この中の組み合わせで赤黒で組めるとはそうは思えないが、万が一組めた場合は低マナ域にカードを集中させ、スーサイド超速攻の腹積もりでデッキを構築しよう。

□DaruLancer
 こいつは序盤の場を支配するだけの能力を持っている。4マナ域のカードとしては全体を見回しても無敵といって過言ではない。白の序盤はこいつを中心に考えると共に、相手が白でMorphクリーチャーでアタックしてきたときには真っ先にこいつを警戒せざるを得ないだろう。・・・とはいっても対策方法なんて無いんだけどね。
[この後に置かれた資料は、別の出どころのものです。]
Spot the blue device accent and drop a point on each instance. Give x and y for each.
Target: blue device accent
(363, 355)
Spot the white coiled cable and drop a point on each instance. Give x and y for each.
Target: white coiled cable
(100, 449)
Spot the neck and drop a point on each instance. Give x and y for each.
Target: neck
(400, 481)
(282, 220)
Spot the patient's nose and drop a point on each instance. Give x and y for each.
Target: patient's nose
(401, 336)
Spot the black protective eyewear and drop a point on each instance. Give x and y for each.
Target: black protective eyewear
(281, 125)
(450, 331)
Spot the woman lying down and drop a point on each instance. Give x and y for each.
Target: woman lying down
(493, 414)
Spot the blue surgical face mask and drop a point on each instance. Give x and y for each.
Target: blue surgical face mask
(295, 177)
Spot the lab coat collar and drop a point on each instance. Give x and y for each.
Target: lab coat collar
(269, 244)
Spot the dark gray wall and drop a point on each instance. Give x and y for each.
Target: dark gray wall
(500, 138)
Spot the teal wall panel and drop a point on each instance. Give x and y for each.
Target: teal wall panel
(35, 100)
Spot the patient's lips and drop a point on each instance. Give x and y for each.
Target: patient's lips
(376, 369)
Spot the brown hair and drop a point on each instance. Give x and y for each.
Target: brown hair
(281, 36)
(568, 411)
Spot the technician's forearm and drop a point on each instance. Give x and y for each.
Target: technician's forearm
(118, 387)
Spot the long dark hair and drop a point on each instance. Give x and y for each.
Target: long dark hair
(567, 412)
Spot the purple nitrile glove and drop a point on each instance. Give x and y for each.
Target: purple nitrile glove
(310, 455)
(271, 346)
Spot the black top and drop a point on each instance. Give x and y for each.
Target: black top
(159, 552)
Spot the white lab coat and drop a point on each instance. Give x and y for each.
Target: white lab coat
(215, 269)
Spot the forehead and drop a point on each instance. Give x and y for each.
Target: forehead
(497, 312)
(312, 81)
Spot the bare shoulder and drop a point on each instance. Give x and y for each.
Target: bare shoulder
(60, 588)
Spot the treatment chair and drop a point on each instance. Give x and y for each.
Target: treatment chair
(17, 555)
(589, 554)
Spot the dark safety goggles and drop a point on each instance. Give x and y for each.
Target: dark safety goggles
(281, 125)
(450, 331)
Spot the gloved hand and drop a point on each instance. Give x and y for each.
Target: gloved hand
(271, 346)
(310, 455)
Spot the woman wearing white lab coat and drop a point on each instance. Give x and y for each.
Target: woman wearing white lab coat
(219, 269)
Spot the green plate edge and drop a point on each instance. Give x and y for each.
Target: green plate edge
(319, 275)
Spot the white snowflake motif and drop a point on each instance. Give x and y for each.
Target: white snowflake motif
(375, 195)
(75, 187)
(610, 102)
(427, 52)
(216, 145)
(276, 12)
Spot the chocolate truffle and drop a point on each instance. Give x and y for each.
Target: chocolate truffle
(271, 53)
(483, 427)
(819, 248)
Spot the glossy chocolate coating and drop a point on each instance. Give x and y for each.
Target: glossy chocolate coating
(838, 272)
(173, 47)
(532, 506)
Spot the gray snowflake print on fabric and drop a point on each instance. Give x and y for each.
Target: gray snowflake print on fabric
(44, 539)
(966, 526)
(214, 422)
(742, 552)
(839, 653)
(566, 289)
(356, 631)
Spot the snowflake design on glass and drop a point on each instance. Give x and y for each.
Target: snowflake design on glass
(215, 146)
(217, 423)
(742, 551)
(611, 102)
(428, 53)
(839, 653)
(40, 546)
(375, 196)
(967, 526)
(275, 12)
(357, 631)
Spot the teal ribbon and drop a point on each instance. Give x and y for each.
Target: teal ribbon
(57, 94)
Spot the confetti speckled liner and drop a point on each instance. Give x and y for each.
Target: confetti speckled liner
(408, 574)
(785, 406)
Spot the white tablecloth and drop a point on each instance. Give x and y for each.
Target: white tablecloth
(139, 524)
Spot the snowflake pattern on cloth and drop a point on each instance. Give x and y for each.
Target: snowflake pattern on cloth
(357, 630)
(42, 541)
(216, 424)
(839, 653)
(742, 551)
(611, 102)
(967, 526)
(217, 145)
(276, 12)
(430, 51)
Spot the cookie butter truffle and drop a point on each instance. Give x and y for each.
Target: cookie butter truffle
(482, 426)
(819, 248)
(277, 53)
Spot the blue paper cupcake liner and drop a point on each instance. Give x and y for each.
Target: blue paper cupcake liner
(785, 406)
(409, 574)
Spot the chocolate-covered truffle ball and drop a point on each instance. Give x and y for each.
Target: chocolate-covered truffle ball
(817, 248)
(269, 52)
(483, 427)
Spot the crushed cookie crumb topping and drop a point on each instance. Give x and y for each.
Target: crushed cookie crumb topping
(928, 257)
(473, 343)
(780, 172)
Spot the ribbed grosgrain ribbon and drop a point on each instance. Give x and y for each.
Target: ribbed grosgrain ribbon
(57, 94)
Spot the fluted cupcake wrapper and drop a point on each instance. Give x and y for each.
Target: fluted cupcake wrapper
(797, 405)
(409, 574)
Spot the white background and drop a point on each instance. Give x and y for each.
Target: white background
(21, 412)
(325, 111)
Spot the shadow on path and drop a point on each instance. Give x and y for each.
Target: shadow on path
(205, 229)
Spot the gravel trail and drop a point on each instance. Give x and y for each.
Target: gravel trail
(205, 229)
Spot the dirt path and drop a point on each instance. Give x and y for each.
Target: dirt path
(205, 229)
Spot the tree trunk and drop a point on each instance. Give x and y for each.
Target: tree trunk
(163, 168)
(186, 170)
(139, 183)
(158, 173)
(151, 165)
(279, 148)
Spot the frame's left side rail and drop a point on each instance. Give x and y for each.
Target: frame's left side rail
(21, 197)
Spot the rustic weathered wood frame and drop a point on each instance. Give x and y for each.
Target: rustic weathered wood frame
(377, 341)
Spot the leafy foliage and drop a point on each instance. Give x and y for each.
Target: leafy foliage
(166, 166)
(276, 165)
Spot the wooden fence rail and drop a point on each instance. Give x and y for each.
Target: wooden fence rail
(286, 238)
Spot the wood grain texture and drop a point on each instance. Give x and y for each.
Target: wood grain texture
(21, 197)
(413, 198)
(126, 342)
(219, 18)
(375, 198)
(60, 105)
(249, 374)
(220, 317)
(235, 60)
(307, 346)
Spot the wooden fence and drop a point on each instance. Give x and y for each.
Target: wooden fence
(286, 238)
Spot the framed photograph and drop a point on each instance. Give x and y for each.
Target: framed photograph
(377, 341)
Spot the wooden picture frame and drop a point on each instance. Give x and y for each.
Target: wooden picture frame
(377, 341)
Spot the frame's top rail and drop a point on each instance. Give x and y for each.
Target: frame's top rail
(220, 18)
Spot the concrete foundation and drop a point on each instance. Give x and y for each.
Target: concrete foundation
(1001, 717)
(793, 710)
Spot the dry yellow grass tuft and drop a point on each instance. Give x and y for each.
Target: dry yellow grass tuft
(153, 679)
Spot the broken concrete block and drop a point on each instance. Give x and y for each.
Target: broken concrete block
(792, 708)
□SkirkCommandoとBatteringCraghorn
 有名なMorphカードの2拓。相手が赤で4ターン目にMorphクリーチャーでアタックして来た場合、自分のMorphクリーチャーでブロックすべきか、スルーすべきか、というもの。以前サイドボード・オンラインのページで有名プレイヤー達が談義していた結果では、「ブロックして相手にマナを使わせてテンポアドバンテージ取得を目指すのがいいのでは?」ということ。ただ個人的にはブロックした方がいいと思う。ブロックすれば必ず相手のMorphの正体が明らかになるから。もちろんこれに関しては「答え」はないだろう。「読み」(若しくは運?)が重視される、マジックの新しい駆け引きだ。

□ReelyFogbeast
 3マナ4/2と、攻撃的な能力を持ちつつもブロックされると否応無しにFogが発生するという珍妙なクリーチャー。ナイスブロッカーとして積極的に採用できる、という案と、ビートダウンできない時点でダメ、という2つの案がある。個人的にはデッキを選べば採用する価値はあると思う。採用できるデッキとは「除去を多めに取れた」緑赤、若しくは緑黒。というのは、ブロッカーを排除できる能力が高いデッキにはうってつけの能力だといえるからだ。除去の少ないホードビートダウン(クリーチャーを並べて押し切るタイプ)系や緑白、緑青系のデッキには入れても魅力半減だろう。ただ、開き直ってナイスブロッカーとして採用するならそれもよしだが、筆者はそのような防御的なカードを好まないのである(某本よりパクリ)。

□MistformWall
 壁。しかし、青をやるならこの壁は必須である。青は中盤以降の種族変えギミックが働き始めるまでとにかく耐えなければならないので、ビートダウンに対する耐性というものにカードを費やす必要があるのだ。この1/4クリーチャーは序盤は擬似Pasifismとして3/3程度のスペックのクリーチャーを無力化し、中盤以降はLavamancer'sSkillがついて砲台と化したり種族変えギミックの中核をなす。おまけに暇なときには壁以外のクリーチャーになってアタックも可能ととにかく優秀。青をやるなら多少の無理をしてでも集めておこう。

□SpittingGolna
 緑の標準的対空兵器+Morphギミックというナイスガイ。これでMistformDreamerあたりを叩き落とせると気持ちがいい。おまけに色マナも薄いのでタッチで入れやすいことも魅力。緑やるならまず間違いなく取れた分だけ採用して間違いではないが、他の色にもタッチで入れることのできる汎用性を持つ。自分が白赤や青黒など、たたサイズに問題があるなーと思えるときはピックしてタッチ採用を考えてみてはどうだろうか?

□BarkhideMauler
 これも緑以外でもタッチ採用できるナイスガイ。ただし、緑が主力のデッキなら安易にサイクリングしないほうがいい。4/4のサイズはこの環境ではかなり有用だ。逆にタッチ採用してる場合は即サイクリングで間違いないだろう。4/4のサイズはかなり魅力ではあるが、引けるかどうかわからないデッキに2,3枚の森を期待して取っておくのはあまり得策ではない。逆に中盤以降で森が引けてるときにトップデッキできたときには涙が出るほどありがたいと思う。汎用カード。

■総括(っぽいこと)
 書いててうまくいえない。ゴメン。ただ、

数ある除去を大切に

ということを念頭においてカードをピックしていこう。これだけはいえると思う。あと異色な「青赤」戦略をやるときは最初から「超決め打ち」が必要かな。なかなかに楽しいギミック満載な組あわせなので是非試してみて欲しい。